The dental community has begun important steps to improve the validity, reliability, relevance, and fairness of competency assessments for dental professionals. Many of the deficiencies or uncertainties that characterize licensure processes also characterize evaluations within dental schools and health care organizations. Further improvements in assessment methodologies will benefit both dental education and practice. One major problem in assessing current licensure processes is the lack of research on their effectiveness in protecting patients from inept practitioners.
Although states can be criticized for occasional parochialism and inefficiency, they are a reasonable locus of responsibility for professional regulation.
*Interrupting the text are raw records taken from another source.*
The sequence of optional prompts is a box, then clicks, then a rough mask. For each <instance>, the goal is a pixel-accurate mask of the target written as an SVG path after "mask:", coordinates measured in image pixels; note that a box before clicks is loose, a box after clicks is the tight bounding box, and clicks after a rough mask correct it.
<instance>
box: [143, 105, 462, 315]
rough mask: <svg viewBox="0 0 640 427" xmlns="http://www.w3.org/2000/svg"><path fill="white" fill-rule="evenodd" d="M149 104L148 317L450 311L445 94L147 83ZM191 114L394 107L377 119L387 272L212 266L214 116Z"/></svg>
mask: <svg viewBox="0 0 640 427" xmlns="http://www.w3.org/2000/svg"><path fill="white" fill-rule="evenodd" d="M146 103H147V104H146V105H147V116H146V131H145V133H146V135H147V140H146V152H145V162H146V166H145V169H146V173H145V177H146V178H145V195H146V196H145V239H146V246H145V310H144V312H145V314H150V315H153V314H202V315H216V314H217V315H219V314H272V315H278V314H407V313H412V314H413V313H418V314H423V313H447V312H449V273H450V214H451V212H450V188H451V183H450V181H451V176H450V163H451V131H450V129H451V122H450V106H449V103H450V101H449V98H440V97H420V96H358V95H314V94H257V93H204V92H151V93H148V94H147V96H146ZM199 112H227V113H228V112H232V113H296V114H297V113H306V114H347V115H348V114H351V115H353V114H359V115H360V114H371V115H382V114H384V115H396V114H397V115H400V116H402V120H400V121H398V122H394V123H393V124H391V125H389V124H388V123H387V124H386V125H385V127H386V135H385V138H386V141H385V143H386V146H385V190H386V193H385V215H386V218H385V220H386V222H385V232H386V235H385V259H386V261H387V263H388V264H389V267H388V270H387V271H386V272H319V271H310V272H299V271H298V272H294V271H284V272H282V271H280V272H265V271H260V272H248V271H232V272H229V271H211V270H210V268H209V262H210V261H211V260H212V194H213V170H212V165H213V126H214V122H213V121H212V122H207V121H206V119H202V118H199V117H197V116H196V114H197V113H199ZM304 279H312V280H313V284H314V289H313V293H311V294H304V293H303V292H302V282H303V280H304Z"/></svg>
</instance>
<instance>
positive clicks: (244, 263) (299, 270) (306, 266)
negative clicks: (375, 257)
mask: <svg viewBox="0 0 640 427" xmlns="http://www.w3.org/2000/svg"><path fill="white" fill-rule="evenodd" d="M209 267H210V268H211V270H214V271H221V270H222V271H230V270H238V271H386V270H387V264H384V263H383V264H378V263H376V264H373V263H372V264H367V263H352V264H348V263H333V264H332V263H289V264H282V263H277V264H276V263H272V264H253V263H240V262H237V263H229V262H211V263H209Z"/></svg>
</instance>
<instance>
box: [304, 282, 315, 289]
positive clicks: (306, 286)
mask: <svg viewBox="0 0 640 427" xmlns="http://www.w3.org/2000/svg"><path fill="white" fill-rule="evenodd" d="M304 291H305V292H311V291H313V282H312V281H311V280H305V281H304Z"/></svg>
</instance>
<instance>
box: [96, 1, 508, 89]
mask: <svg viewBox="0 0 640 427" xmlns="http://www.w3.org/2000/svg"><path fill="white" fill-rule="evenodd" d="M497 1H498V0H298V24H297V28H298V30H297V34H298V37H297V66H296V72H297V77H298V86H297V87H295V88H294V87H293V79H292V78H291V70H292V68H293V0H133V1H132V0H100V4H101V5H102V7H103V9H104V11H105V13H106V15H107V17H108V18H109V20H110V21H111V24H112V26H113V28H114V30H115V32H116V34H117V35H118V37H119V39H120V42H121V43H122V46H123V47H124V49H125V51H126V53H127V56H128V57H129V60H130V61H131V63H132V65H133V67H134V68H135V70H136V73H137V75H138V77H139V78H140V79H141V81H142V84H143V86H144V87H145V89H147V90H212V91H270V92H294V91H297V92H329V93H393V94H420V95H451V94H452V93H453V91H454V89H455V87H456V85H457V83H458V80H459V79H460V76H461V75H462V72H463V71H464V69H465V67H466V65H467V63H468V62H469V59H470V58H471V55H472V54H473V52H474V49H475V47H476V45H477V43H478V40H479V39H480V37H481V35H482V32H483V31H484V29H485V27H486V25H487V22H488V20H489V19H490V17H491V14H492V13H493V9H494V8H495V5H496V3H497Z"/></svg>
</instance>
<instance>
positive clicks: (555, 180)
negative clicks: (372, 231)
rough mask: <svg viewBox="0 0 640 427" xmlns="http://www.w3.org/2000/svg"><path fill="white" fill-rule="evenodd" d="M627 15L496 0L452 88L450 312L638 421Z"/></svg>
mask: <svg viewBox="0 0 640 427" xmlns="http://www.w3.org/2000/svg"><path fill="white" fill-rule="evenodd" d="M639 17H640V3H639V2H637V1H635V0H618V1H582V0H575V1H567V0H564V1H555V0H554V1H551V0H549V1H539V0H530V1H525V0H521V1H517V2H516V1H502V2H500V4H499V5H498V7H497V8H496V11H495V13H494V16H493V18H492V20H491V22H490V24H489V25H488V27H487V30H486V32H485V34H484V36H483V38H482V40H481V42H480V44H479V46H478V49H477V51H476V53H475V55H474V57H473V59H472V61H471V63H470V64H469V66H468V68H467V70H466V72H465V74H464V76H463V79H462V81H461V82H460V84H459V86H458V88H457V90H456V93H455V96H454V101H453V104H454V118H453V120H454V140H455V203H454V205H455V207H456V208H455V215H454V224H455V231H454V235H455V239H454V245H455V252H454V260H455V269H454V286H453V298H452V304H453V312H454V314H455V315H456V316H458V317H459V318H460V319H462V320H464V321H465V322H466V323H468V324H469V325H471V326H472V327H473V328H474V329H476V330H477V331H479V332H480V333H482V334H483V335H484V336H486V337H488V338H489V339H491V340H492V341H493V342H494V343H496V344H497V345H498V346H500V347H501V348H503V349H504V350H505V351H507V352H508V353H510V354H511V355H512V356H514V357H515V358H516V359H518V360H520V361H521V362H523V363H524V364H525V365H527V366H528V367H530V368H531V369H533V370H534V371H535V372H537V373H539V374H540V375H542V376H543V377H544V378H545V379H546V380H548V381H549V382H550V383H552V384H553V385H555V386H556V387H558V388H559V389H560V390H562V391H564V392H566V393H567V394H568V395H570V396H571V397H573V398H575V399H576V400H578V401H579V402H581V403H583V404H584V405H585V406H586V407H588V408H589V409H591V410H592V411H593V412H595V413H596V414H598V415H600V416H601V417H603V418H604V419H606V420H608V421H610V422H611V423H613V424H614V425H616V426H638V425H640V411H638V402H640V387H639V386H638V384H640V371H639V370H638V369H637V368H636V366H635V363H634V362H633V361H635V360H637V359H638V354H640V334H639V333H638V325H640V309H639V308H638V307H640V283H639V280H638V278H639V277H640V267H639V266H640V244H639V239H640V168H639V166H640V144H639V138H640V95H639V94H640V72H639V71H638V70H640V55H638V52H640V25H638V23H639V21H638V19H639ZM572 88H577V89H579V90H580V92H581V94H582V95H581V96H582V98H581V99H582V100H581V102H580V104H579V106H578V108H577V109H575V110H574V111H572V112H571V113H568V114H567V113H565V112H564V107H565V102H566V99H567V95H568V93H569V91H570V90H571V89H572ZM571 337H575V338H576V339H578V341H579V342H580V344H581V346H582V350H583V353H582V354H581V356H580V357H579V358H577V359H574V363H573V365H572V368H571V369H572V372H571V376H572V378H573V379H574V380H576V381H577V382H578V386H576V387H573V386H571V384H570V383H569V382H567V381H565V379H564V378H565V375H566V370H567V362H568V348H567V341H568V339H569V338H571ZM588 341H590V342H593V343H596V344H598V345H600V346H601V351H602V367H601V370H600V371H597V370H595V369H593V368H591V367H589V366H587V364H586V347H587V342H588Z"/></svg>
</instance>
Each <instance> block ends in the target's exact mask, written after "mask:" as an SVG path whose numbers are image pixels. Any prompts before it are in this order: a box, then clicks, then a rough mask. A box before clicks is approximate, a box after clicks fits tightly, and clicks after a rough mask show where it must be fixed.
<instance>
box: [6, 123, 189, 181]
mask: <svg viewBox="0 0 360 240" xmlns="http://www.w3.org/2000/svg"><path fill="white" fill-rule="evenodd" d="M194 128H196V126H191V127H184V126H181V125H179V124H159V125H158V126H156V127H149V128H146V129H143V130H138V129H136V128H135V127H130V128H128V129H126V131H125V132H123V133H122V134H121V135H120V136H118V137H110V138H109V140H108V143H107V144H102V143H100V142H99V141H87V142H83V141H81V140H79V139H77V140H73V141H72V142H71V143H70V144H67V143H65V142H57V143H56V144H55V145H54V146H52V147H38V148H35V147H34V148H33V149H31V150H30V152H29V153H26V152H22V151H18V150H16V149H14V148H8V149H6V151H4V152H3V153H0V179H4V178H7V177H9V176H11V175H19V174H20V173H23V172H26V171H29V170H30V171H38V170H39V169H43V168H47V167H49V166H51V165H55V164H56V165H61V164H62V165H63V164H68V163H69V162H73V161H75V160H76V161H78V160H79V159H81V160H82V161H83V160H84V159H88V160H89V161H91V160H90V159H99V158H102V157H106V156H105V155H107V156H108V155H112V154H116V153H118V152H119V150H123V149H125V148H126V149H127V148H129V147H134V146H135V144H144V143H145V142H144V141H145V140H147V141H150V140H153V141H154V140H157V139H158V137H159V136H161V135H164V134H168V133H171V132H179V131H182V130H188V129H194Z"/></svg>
The relevant task is not to construct a new national licensure system but rather to minimize deficiencies in the present system and to involve all major parties in the process of change.
In the view of this committee, the most important deficiencies are concentrated in a few areas: the use of live patients in clinical licensure examinations; variations in the content and relevance of clinical examinations; unreasonable barriers to movement of dentists and dental hygienists across state lines; inadequate means of assessing competency after initial licensure; and practice acts that unreasonably restrict the use of appropriately trained allied dental personnel. In addressing these problems, the committee suggests that a task force of the relevant organizations of dental examiners, educators, consumers, and others should be created to devise demonstration projects to test alternative regulatory policies and mechanisms. Possible anticompetitive features of current statutes and regulations should also be examined carefully.
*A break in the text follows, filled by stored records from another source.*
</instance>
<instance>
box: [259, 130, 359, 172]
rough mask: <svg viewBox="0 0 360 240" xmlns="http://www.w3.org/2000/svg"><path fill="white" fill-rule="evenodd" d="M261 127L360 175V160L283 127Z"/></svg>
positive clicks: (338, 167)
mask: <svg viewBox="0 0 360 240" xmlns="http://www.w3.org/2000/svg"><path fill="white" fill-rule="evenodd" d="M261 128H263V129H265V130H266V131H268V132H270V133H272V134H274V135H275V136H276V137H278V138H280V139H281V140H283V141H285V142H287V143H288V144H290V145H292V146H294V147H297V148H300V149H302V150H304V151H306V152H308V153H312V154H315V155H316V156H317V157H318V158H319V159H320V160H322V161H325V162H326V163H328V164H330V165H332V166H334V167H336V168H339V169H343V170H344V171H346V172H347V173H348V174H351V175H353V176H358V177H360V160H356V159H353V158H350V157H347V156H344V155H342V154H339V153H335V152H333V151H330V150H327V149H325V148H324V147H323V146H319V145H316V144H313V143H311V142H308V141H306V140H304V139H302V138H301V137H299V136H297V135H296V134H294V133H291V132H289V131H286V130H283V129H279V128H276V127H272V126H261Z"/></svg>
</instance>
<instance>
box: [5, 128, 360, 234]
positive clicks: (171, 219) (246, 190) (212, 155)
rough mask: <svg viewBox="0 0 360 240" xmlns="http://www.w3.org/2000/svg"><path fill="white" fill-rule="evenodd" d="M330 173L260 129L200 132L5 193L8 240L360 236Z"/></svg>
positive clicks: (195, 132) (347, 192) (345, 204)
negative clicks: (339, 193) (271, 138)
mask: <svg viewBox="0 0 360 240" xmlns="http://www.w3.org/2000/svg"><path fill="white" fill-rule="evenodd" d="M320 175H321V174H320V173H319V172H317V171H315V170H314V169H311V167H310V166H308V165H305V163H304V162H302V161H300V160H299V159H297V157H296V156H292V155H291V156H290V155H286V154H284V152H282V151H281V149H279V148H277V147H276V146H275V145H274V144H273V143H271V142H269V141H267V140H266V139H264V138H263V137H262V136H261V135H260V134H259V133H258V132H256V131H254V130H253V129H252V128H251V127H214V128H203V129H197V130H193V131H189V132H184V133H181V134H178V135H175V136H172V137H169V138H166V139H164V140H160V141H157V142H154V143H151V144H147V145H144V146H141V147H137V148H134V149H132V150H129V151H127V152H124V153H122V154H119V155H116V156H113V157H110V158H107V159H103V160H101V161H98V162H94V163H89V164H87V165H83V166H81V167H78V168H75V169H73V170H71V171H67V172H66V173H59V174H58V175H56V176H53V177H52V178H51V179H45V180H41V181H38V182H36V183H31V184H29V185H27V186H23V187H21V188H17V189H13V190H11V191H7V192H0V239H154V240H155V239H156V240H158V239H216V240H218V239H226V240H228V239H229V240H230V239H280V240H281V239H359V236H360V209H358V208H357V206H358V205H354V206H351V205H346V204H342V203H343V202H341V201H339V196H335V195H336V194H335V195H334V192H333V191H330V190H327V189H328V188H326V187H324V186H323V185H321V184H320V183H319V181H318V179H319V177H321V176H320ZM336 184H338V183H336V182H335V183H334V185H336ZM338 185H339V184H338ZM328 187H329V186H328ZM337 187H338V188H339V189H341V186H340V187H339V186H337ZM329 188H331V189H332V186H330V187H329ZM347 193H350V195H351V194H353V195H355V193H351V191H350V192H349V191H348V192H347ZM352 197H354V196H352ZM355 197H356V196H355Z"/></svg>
To improve the current system of state regulation of dental professionals, the committee recommends that the American Association of Dental Examiners, American Association of Dental Schools, professional associations, and state and regional boards work closely and intensively to
- develop valid, reliable, and uniform clinical examinations and secure acceptance of the examinations by all state
- licensing boards as replacements for state or regional clinical examinations and as complements to current National Dental Board Examinations;
- accelerate steps to eliminate examinations using live patients and replace them with other assessment methods, such as the use of ''standardized patients" for evaluating diagnosis and treatment planning skills and simulations for evaluating technical proficiency;
- strengthen and extend efforts by state boards and specialty organizations to maintain and periodically evaluate the competency of dentists and dental hygienists through recertification and other methods;
- remove barriers to the movement of dental personnel among states by developing uniform criteria for state licensure except in areas where variation is legitimate (e.g., dental jurisprudence); and
- eliminate statutes and regulations that restrict dentists from working with allied dental personnel in ways that are productive and consistent with their education and training.
Debates about accreditation and licensure are among the most divisive in dentistry. Greater agreement on reliable and valid methods for assessing clinical competency in all settings would reduce tensions as would greater agreement on the clinical skills that need assessment. Both would pave the way for state acceptance of uniform clinical examinations and for less procedurally oriented accreditation standards.